Pénurie organisée de maternités : alertez les bébés !

30 Janvier 2019

C’est un service même du ministère de la Santé, la Dress, qui le reconnaît dans une étude qu’elle vient de publier : 1,6 million de femmes en âge d’avoir un enfant ont ce que la Dress appelle une accessibilité faible aux sages-femmes dans 13 000 communes. Et 167 000 d’entre elles doivent même faire au moins 45 minutes de trajet pour accéder à une maternité ou à une sage-femme.

Et cela n’a rien d’étonnant car en vingt ans, entre 1996 et 2016, le nombre de maternités a diminué en France de 40 %. Et ce n’est pas l’augmentation du nombre des sages-femmes, de 3 % depuis 1999, qui pourrait compenser ce manque de structures de suivi et de soins, de soignants et de soignantes pour les femmes enceintes. À tel point que divers médias ou sites spécialisés parlent à ce propos à juste titre de désert obstétricien.

Un désert qui n’a rien de naturel car, année après année, chaque gouvernement s’est employé à l’étendre en privant les maternités de moyens humains et matériels, puis en les fermant. Et cela ne s’arrête pas : du Blanc dans l'Indre, à Creil dans l’Oise, à Bernay dans l’Eure, 35 nouvelles maternités sont dans le collimateur du gouvernement.

C’est ce que, samedi 26 janvier à Bernay, dénonçaient les participantes et participants de la Grande marche des maternités en colère, rejoints d’ailleurs par des gilets jaunes.

En mars dernier, l’Agence régionale de santé de Normandie avait justifié la décision de fermer la maternité de Bernay en invoquant un déficit financier et la baisse de natalité. Elle avait aussi pointé « des tensions sur la démographie médicale », en clair : un manque de médecins, de sages-femmes, d’infirmières. Comme s’il était impossible de créer les postes nécessaires ! Cela creuserait le déficit financier de l’établissement ? Mais a-t-on jamais parlé du déficit financier de l’armée, entretenue finalement pour ôter la vie, alors que les maternités, elles, doivent assurer les meilleures conditions d’accouchement à celles qui donnent la vie ?

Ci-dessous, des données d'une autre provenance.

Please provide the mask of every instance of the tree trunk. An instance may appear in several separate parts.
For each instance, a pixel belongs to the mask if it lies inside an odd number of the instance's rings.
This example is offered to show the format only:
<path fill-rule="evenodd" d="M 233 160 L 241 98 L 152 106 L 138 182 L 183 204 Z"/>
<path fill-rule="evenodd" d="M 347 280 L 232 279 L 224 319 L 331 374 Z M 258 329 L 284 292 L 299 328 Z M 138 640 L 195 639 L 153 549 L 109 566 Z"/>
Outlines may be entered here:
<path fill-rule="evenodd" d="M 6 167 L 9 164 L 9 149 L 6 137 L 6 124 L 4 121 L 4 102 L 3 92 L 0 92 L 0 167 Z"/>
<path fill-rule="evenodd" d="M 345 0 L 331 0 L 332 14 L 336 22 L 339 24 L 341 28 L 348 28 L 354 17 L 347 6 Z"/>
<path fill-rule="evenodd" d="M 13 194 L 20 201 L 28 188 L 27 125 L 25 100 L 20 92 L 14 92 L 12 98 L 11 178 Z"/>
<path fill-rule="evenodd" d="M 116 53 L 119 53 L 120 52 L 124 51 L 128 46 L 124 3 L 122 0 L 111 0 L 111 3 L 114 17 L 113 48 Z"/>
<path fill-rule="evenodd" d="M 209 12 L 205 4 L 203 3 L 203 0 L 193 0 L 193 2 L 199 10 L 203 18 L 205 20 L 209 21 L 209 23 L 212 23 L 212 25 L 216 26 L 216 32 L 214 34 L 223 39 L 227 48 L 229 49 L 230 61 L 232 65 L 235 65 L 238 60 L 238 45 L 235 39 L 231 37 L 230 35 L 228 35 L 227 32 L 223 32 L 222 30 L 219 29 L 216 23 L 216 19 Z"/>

Et il faut tout le culot sans borne d’un Macron pour justifier, dans l’Eure lors de son débat à Grand-Bourgtheroulde, la fermeture de la maternité de Bernay au nom de la santé publique. Les petites maternités, rengaine serinée en haut lieu, ne pourraient garantir le maximum de sécurité médicale aux parturientes et à leurs bébés. Mais, encore une fois, pourquoi ne pas leur en donner les moyens humains et matériels ? Et en quoi les femmes seraient-elles plus en sécurité quand de plus en plus doivent accoucher dans une voiture, avant d’avoir pu atteindre la plus proche maternité encore ouverte ?

Ce gouvernement et ses soutiens n’ont pas de mots assez forts pour fustiger ce qu’ils appellent la violence des gilets jaunes. En revanche, la violence faite aux femmes et à leurs bébés avec la fermeture de toujours plus de maternités, ils n’en parlent pas, parce qu’ils l’organisent en retirant aux services de santé, comme au reste des services publics, ce qu’il versent aux entreprises et à leurs actionnaires.